Monroe County's rate increased overall since 2005, while the rates decreased in the other three jurisdictions, the report says.

Murray also calculated rates of "durational employment sanctions" and "durational drug and alcohol violations." In those two categories, public assistance recipients have their benefits suspended for a set period of time, typically between one and six months.

Monroe County's 2017 durational drug and alcohol sanction rate, and the number of people under sanction on an average monthly basis, was higher than in the other two counties and New York City, says the report.

The case was similar with the durational employment sanctions, though the New York City numbers are less reliable. A 2015 law changed how the city can handle those sanctions, which drastically reduced the numbers. Murray and Murphy would like to see the law expanded statewide; Assembly bill A3611 would do that, Murphy says.

Murray's report doesn't make any concrete assertions as to why Monroe County's rates are high, but it does call for "a serious study of the actual implementation of sanction policy in Monroe County compared to the other counties."

Murray and his report say county policies and practices are likely responsible for the rates to some degree.

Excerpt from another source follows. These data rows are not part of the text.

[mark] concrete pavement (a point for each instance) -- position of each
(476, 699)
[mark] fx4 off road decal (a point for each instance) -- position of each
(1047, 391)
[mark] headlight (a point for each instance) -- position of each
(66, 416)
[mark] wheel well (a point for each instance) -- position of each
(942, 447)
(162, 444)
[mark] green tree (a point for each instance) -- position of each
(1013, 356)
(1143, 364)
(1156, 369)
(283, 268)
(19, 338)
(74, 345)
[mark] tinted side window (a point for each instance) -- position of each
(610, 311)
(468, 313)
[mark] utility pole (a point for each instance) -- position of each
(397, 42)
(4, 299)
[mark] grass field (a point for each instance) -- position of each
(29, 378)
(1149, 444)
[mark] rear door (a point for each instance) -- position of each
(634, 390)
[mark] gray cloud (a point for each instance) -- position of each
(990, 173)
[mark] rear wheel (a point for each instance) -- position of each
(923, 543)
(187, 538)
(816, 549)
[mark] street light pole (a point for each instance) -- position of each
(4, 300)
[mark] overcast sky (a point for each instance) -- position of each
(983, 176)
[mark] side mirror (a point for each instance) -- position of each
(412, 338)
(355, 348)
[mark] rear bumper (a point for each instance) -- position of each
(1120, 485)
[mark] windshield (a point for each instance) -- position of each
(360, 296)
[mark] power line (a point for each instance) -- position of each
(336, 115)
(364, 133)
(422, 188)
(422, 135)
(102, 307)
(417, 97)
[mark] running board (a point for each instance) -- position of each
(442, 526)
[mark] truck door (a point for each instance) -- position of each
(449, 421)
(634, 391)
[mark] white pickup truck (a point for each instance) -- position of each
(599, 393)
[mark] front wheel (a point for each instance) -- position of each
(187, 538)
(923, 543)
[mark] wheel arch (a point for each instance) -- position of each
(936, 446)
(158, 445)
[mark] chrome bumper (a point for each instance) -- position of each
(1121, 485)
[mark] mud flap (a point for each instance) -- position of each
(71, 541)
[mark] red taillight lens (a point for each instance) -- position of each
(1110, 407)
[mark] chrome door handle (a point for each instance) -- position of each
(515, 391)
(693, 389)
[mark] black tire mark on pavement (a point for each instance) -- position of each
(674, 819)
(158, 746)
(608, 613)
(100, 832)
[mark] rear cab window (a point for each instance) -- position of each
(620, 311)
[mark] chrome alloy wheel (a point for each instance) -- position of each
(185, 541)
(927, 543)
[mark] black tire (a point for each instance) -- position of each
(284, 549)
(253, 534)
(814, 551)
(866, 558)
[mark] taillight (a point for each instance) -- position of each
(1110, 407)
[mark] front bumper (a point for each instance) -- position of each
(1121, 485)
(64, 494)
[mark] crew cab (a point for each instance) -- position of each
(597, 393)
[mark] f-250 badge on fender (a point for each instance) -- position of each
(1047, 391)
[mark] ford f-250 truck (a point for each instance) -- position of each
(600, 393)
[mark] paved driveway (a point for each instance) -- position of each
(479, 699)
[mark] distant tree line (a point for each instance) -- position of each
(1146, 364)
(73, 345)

It could be using durational sanctions when the other counties and New York City use non-durational sanctions, meaning people's benefits resume once they rectify a violation. In other words, if someone misses or fails a drug test, the benefits would resume once they take or pass the drug test, not after a set time period.

Monroe County and state officials should also evaluate whether county practices are contributing to homelessness, Murray says.

As St. Joe's opened its shelter for the winter last year, workers immediately faced a demand for beds that exceeded the place's permitted capacity. Workers found that during those initial weeks, about one-third of the people seeking shelter were under durational drug and alcohol sanctions, Murphy says.

The shelter opens for the year in October, and workers are expecting overflow demand again, Murphy says. He believes that county public assistance sanctions will be a factor.

"People don't get the help they need," Murphy says.